In the device configured as described above, when the carrier 14 guided by the rail 24 is moved upward from the lower part of FIG. 1, the measuring needle 4 is vertically aligned with each electrode end 2b of the electrode 2. While moving sequentially while contacting with each other, a part of the common electrode 13 pressed by the rubber ring 17 is pressed toward the electrode end 2a communicating with the contacting electrode end 2b of the measuring needle 4 to open each electrode 2 and the like. The characteristics are sequentially detected by the tester 6.

Then, the rubber ring urged by the coil spring 19
Since the pressing force of 17 pressing the common electrode 13 partially acts,
Since it is possible to make the electrode end 2a larger than the uniform pressing force in the conventional method and the common electrode 13 can be deformed according to the surface state of the glass substrate 1, unevenness and unevenness are formed on the surface of the glass substrate 1. Even if there is undulation, the electrical connection between the electrode end 2a and the common electrode 13 is stabilized.

〔The invention's effect〕

As described above, according to the present invention, it is possible to stably test electrical characteristics of a finely densified conductor pattern without suffering from irregularities or undulations on the substrate surface on which the conductor pattern is formed. Has the effect of

[Brief description of drawings]

 FIG. 1 is a plan view of a main part of the apparatus according to an embodiment of the present invention, FIG. 2 is a side view of the measuring needle support part shown in FIG. 1, and FIG. 3 is a common electrode pressing part shown in FIG. FIG. 4 is a cross-sectional view, FIG. 4 is a configuration diagram of the common electrode shown in FIG. 1, FIG. 5 is a schematic perspective view of a glass substrate for PDP, and FIG. 6 is an explanatory view of a conventional test method of the electrode shown in FIG. Is. In the figure, 1 is a glass substrate (insulating substrate), 2 is an electrode (conductor pattern), 2a is an electrode end (one end of the conductor pattern), 2b is an electrode end (the other end of the conductor pattern), 4 is a measuring needle, 6 Is a tester, 13 is a common electrode, 16 is a roller on which a rubber ring is fitted, 17 is a rubber ring for pressing the common electrode, 19 is a rubber ring biasing coil spring, 21 is a conductive, rubber-like elastic sheet Reference numeral 22 denotes a flexible plate-shaped conductor.

Claims (1)

(57) [Claims] 1. When measuring the electrical characteristics of a large number of conductor patterns (2) formed and aligned on the surface of an insulating substrate (1), a sheet (21) having conductivity and rubber-like elasticity is provided with flexibility. A strip-shaped common electrode (13) having plate-shaped conductors (22) is prepared, and the common electrode (13) is such that the sheet (21) overlaps each end (2a) of the conductor pattern (2). As the insulating substrate (1)
And a desired tester (6) is connected between the common electrode (13) and a measuring needle (4) movable in the alignment direction of the conductor pattern (2), and the measuring needle (4) is connected.
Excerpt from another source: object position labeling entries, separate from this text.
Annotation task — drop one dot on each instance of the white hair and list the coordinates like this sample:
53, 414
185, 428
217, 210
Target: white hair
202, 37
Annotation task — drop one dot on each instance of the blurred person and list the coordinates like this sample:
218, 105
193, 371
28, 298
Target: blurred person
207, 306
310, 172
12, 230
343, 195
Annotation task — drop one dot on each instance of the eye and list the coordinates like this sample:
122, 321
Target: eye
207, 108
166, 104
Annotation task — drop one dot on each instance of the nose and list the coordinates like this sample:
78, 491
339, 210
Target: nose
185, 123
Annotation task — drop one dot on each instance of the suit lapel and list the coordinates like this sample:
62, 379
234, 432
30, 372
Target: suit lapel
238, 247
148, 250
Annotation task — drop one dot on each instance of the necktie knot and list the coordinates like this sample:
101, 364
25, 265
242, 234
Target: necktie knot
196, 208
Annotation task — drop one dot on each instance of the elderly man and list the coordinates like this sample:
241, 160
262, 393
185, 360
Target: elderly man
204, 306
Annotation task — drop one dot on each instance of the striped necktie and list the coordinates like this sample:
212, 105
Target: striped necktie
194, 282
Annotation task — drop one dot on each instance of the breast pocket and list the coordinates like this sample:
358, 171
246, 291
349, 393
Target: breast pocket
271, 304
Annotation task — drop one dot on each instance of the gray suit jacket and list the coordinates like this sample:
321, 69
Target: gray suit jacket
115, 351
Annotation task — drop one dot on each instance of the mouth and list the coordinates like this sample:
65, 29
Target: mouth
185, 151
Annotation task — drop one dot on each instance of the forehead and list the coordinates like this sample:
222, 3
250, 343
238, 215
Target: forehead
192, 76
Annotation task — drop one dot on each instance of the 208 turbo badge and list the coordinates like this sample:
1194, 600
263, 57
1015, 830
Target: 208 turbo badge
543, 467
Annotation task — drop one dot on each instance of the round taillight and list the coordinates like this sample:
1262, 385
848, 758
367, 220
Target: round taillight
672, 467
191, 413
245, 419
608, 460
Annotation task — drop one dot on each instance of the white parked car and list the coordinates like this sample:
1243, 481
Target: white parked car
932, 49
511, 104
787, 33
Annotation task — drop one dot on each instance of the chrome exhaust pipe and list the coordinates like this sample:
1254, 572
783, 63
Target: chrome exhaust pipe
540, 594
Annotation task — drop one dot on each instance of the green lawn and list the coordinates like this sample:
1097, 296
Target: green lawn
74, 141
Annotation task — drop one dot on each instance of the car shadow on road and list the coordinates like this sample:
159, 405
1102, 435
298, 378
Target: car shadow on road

The other end (2b) of the conductor pattern (2)
And a roller (16) that rotates while moving together with the measuring needle (4), is connected to the common electrode at one end (2a) of the conductor pattern (2) with which the measuring needle (4) contacts. A method for testing a conductor pattern using a measuring needle, characterized in that the opposing portions of (13) are pressed.